Bij het planten van bomen moeten een aantal regels gerespecteerd worden. In bepaalde gebieden kan het verboden zijn of moet een vergunning aangevraagd worden. Omdat de regels verspreid zijn over verschillende wetgeving geven we hier een beknopt overzicht. Uitgebreide informatie vind je op de website van het Agentschap voor Natuur en Bos.
Het Veldwetboek voert een vergunning in voor bosaanplantingen in het agrarisch gebied. Het Bosdecreet voegt hier een aan te vragen advies van Departement Landbouw en Visserij aan toe. Bijgevolg is voor bebossing in agrarisch gebied een vergunning van het college van burgemeester en schepenen vereist van de gemeente waar de bebossing plaats zal vinden en een advies van Departement Landbouw en Visserij - Afdeling Beleidscoördinatie en Omgeving (ABCO).
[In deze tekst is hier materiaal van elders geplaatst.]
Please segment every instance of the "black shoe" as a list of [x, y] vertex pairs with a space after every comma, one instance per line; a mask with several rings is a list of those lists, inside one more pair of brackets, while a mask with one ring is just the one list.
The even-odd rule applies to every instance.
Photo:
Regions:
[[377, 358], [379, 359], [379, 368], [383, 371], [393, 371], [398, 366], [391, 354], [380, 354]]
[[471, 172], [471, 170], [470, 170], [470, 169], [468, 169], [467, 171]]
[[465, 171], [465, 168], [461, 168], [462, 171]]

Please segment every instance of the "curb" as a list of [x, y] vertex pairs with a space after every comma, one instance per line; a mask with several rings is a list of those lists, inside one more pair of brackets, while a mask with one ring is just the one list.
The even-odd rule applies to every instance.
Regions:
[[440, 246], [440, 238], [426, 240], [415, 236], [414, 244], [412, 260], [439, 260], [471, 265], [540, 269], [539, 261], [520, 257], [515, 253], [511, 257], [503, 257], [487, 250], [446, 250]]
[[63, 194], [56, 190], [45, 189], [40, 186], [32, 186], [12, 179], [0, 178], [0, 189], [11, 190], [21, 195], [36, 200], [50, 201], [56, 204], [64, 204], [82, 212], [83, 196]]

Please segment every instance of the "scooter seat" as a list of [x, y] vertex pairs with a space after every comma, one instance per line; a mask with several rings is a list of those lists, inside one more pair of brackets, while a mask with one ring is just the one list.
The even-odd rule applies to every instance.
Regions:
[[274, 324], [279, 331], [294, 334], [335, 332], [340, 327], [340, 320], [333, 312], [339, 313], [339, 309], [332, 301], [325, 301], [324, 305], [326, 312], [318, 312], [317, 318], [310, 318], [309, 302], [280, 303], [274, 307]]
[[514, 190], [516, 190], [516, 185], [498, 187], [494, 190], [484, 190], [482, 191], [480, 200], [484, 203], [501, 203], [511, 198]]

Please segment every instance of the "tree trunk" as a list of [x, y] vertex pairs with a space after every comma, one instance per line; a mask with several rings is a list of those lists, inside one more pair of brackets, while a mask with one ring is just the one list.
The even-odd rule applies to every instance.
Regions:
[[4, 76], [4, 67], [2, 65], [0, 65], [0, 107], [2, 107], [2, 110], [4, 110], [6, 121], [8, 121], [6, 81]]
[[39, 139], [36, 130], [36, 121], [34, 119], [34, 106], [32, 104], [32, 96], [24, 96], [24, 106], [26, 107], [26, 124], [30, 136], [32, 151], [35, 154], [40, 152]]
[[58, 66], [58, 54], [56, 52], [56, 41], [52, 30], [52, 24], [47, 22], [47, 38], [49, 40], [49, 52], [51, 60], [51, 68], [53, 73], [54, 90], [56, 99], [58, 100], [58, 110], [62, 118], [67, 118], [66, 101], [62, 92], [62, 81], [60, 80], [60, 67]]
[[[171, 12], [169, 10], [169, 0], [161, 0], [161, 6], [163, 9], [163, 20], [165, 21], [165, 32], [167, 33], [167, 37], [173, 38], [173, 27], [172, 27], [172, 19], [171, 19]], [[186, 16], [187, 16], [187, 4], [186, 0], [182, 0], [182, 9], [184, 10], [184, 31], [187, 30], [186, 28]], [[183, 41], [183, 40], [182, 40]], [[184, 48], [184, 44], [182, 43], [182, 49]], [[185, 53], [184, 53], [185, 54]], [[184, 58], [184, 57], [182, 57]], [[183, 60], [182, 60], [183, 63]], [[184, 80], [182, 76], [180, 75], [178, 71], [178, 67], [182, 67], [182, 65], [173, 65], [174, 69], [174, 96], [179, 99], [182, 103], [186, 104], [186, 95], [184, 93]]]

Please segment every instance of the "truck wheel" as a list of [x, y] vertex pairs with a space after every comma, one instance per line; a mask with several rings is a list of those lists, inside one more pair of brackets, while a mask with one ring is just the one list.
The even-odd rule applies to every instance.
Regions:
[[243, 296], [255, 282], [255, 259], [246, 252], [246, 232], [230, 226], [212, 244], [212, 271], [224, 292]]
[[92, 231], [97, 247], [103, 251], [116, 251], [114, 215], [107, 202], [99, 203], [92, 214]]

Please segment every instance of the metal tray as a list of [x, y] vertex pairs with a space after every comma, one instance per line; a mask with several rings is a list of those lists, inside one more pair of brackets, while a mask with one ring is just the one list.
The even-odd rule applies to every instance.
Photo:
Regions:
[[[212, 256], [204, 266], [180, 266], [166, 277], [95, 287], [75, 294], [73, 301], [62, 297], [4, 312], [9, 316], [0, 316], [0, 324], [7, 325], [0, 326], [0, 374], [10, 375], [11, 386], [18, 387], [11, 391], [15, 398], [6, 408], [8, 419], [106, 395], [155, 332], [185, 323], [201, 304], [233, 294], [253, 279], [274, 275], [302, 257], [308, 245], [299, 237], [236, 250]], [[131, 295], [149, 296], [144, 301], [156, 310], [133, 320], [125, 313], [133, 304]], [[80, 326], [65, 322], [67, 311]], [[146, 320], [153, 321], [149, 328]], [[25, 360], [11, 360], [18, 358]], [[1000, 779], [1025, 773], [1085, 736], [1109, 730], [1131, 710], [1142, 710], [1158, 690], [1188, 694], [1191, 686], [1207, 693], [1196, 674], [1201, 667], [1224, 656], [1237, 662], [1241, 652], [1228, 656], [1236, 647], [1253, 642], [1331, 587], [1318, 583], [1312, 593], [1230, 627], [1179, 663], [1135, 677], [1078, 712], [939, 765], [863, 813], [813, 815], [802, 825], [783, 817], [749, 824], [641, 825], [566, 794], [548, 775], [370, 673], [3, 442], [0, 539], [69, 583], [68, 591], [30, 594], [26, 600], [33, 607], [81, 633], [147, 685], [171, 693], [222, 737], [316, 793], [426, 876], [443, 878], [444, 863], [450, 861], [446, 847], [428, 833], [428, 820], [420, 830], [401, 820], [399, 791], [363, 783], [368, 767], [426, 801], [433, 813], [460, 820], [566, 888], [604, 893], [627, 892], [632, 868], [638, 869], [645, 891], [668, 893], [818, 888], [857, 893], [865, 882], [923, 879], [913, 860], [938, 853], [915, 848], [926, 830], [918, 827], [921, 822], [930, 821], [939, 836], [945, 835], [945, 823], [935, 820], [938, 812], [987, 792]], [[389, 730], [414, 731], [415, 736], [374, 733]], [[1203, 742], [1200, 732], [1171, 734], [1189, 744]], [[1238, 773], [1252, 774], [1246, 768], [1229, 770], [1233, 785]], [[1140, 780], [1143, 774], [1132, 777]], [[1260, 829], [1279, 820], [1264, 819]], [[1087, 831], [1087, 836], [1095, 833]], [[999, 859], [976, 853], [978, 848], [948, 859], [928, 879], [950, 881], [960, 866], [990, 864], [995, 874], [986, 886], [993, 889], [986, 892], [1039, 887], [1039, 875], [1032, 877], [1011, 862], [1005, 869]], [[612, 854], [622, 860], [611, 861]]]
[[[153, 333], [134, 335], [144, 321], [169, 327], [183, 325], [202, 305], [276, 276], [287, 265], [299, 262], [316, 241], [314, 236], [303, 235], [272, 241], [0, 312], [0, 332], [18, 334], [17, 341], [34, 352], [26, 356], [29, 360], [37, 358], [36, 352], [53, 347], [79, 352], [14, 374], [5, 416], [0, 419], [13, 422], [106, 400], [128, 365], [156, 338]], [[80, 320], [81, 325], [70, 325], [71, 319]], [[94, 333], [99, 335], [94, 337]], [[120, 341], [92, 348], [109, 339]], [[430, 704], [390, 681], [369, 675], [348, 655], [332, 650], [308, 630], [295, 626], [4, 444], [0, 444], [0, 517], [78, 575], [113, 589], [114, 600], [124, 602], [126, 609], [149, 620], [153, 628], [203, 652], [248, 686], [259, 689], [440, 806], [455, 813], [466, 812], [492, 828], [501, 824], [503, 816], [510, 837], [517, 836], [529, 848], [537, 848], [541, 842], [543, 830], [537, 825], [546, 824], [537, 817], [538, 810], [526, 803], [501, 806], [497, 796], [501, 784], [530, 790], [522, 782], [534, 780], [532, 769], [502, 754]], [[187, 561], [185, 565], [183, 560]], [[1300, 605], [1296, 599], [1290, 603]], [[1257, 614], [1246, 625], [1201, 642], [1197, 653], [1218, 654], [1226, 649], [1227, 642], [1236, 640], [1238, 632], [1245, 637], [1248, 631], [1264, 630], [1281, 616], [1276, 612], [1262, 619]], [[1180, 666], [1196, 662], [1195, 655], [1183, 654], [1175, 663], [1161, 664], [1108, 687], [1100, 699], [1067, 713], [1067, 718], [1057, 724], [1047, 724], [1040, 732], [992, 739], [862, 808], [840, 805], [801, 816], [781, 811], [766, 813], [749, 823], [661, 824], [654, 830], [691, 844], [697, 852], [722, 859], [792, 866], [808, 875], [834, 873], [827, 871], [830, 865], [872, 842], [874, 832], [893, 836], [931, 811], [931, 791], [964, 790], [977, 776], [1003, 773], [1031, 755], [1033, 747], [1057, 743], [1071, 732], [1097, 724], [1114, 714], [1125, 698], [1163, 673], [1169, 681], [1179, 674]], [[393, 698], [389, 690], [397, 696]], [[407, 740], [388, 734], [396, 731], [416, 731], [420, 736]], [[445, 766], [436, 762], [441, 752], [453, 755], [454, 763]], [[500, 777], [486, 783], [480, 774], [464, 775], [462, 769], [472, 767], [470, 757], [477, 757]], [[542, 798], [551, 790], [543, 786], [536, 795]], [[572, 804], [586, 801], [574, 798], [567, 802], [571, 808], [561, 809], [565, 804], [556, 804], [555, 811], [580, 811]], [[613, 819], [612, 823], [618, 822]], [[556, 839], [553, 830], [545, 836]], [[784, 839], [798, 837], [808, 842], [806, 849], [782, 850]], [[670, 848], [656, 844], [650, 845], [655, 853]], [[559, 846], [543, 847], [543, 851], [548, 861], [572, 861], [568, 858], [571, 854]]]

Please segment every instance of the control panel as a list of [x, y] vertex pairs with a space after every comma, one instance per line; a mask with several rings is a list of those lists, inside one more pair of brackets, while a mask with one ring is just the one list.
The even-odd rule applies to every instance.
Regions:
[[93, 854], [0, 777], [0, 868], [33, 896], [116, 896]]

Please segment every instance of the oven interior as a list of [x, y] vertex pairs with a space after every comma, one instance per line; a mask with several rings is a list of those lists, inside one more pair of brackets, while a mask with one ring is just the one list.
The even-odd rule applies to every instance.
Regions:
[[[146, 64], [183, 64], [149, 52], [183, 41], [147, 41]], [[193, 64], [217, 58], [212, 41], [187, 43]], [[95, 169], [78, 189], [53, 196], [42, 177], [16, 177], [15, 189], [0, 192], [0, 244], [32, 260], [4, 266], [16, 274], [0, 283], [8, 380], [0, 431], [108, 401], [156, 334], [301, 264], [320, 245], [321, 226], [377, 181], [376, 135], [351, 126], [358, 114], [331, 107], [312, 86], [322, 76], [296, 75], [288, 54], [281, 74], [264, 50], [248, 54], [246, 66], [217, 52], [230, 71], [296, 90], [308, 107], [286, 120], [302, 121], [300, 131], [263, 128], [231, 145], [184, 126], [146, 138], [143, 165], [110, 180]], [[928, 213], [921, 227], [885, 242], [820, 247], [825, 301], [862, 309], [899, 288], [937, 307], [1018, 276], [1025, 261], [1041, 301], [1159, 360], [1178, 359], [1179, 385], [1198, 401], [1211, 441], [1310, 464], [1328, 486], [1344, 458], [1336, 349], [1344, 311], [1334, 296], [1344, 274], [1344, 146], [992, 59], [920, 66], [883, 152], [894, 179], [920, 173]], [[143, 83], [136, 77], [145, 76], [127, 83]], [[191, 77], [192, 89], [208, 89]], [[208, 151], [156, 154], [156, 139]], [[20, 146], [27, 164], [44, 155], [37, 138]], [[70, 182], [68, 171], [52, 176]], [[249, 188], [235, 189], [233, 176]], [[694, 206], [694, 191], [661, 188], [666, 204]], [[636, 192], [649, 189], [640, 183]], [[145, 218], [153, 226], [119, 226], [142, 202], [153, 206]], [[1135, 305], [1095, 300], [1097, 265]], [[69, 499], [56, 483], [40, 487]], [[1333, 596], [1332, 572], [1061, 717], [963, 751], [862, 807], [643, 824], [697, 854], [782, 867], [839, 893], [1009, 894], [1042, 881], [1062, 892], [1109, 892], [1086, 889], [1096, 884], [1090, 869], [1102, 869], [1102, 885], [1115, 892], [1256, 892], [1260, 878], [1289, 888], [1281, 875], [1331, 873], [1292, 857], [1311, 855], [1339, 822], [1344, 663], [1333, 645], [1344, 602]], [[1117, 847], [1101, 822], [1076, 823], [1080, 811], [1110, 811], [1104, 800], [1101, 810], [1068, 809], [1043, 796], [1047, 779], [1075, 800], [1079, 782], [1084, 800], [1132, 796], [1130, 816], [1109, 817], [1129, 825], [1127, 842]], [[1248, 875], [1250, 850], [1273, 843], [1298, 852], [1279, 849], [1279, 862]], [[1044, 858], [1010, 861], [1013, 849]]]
Als het planten van bomen zorgt voor een vegetatiewijziging of een wijziging van een klein landschapselement (KLE), dan kan het planten van de bomen verboden zijn of kan een omgevingsvergunning voor vegetatiewijziging(en) nodig zijn. Meer info vind je via www.natuurenbos.be/natuurwijzigen.
Voorbeelden van vegetaties zijn vennen, heiden, moerassen, duinvegetaties, niet recent omgeploegde en ingezaaide graslanden, loofbossen en houtachtige beplantingen. Onder de KLE’s rekenen we de bermen, bomen, knotbomen, bomenrijen, bronnen, dijken, houtkanten, hagen, holle wegen, hoogstamboomgaarden, perceelsrandbegroeiingen, sloten, struwelen, poelen, veedrinkputten en waterlopen.
In de gebieden die behoren tot het Vlaams Ecologisch Netwerk (VEN) zijn vegetatiewijzigingen of het wijzigen van kleine landschapselementen (KLE’s ) zoals bomen verboden behoudens ontheffing.
In de Speciale Beschermingszones (SBZ) afgebakend in het kader van Natura 2000 kan voor een vegetatiewijziging een omgevingsvergunning voor vegetatiewijziging(en) nodig zijn. Bovendien kan het zijn dat een passende beoordeling moet worden opgemaakt indien het planten van de bomen vergunningsplichtig is. Terugkoppeling met ANB is in deze nodig.